Paulie: “Get... outta here.”

Tony: “Yeah, nice, huh? He was with the interior ministry. Guy’s some kind of Russian Green Beret. This guy cannot come back to tell this story. You understand?”

Sirico (right) with ‘Sopranos’ co-star James Gandolfini, in 2006 (FilmMagic)

The telephone connection goes dead, and Paulie explains the situation to Christopher: “You’re not going to believe this. He killed 16 Czechoslovakians. Guy was an interior decorator.”

Christopher: “His house looked like s***.”

They chase the Russian on foot through the snow, wearing light leather jackets and no hats or gloves. (The scene was filmed in -23C weather.) Christopher shoots at the fleeing Russian but succeeds only in killing a deer.

Running through woods, Paulie tumbles to the ground, ends up with snow caked in his mussed hair, then looks forlornly at his foot, saying, “I lost my shoe.”

Gennaro Anthony Sirico Jr was born 29 July 1942, in Brooklyn and grew up in the heavily Italian Bensonhurst section. His father was a dockworker and later ran a candy shop, and his mother was a homemaker.

Young “Junior” Sirico, as he was then known, was first detained by the police when he was seven for stealing change from a newsstand. As a teenager, he was shot in the leg and back when he kissed another boy’s girlfriend.

“Where I grew up every guy tried to prove himself,” he told the Los Angeles Times in 1990. “Either you had a tattoo or a gun scar. I have both.”

He served in the Army, then returned to Brooklyn, admiring the style of the gangsters in his neighbourhood.

Clan-do attitude: Sirico (far left) with some of the ‘Sopranos’ cast, 2005 (Shutterstock)

“So I hooked up with these guys,” he later said, “and all of a sudden I’m a stickup artist. I stuck up every nightclub in New York.”

He first went to prison in 1967.

“I was a pistol-packing guy,” he told the Times. “The first time I went away to prison, they searched me to see if I had a gun – and I had three of ’em on me. They’d ask why I was carrying and I'd say I live in a bad neighbourhood. It was true.”

In 1970, he entered the maximum-security Sing Sing prison in New York, where he saw a troupe of actors who had been inmates. “I thought, ‘I can do that,’” he said.

When he was released after 20 months, he began to take acting lessons.
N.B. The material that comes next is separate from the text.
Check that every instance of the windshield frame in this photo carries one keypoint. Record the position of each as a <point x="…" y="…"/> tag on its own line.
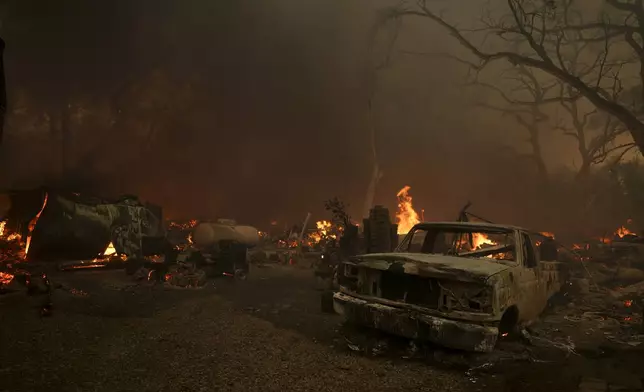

One of his teachers had to remind him not to bring his gun to class. He was an extra in the 1974 organised crime film Crazy Joe, then began to get parts in commercials and TV shows, usually cast as a crook or a cop.

“I have been in over 40 films and god knows how many TV shows, and I have had a gun in my hand in most of them,” Sirico said on Larry King Live. “But I don’t feel bad about it, Larry. I pay the rent and mortgage.”

Sirico had an early marriage that ended in divorce. Survivors include two children, two brothers, a sister and at least two grandchildren.

When Sirico took the role of Paulie Walnuts on The Sopranos, he said he would do anything except rat out his friends as an informant – in part because he still lived in his old Brooklyn neighbourhood. He demanded a script be altered only once, when Paulie was called a “bully”. He had no problem with his new description as “psycho”.

The success of The Sopranos brought Sirico other roles, including a voiceover part as a talking dog on Family Guy in 2013. He also raised millions of dollars for charities.

Unlike many of his associates, Paulie Walnuts survived all six seasons of The Sopranos. The character made Sirico a popular figure around the world, and especially in his Brooklyn neighbourhood. He even found friends among his one-time enemies on the police force.

“I ran out of my local OTB” – an off-track betting booth for horse races – “and a cop was putting a ticket under the wipers of my double-parked car,” Sirico told the New York Daily News in 2000. “When he saw me, he tore up the ticket and asked for an autographed picture, which I carry in the trunk ... In one year, it’s like I got a life transplant. Sometimes I gotta remind myself I’m Tony Sirico, from Bensonhurst.”